2. Machine Vision for Metrology
It is another of the queens of the applications. What until now had been done with complex laser metrology equipment or probes can now be measured using machine vision. In this application, the key is to make a good adjustment of the reference to be able to measure with the necessary precision, and above all, to use the appropriate lighting for each type of material and work environment. Using machine vision systems we can measure variable part sizes, straightness, parallelism…
3. Machine Vision for Intruder Detection
According to DZOptics, through hyperspectral cameras it is possible to differentiate between a fruit and a stone, which allows, especially in food, that the products are safer for the consumer. Hyperspectral cameras, which, after all, are a type of machine vision, are capable of differentiating the type of material through the measurement they make of the wavelength. In this way, we can differentiate a stone from a fruit, a plastic from a metal or other combinations as long as the material is different.
4. Machine Vision for Verification of assemblies
Every day more and more complex assemblies are made, with more parts or connections.

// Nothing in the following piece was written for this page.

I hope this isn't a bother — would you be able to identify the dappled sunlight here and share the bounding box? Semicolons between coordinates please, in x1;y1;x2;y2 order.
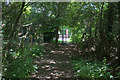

Machine vision allows us to check, step by step, that each piece is in its place, or at the end of the process, that the final assembly is correct. This application is very useful for the assembly of machinery, equipment, electronic boards or highly complex pre-assemblies. These systems considerably reduce cycle times of very complex operations and reoperation times.
5. Machine Vision for Screen Reader
Sometimes it is not possible to extract data from a display screen either because it is a provider’s closed system or because said system is incompatible with ours. A solution to this problem is to install a vision camera to read the screen and extract the data that appears on it (temperatures, codes, voltages… any useful information that appears on the screen and you need). To do this, we look for the regions of interest in which the information is found, we use a character recognition algorithm (OCR) to extract it, and everything is perfect! Go for more info here.
6. Machine Vision for reading codes and characters (OCR)
Let’s be honest, designers are very nice people, but they tend to change from typography to more complex letters (and pretty, mind you!) quite quickly. We turn again to character recognition algorithms to have a vision recognition system trained artificial, that you have the typography that you have, be able to read them. It is a system so robust that it is capable of reading even handwritten letters. Proof of the best designers!
7. Machine Vision + robotics for bin picking
And finally, one of the most requested applications, combining collaborative robotics with machine vision to be able to carry out chaotic bin picking of parts. The pieces are out of order and therefore we need to optimize the trajectories and detect the grip coordinates. The robot needs help to tell it what a piece is and where it is, so that it can decide which is the best way to pick up the piece.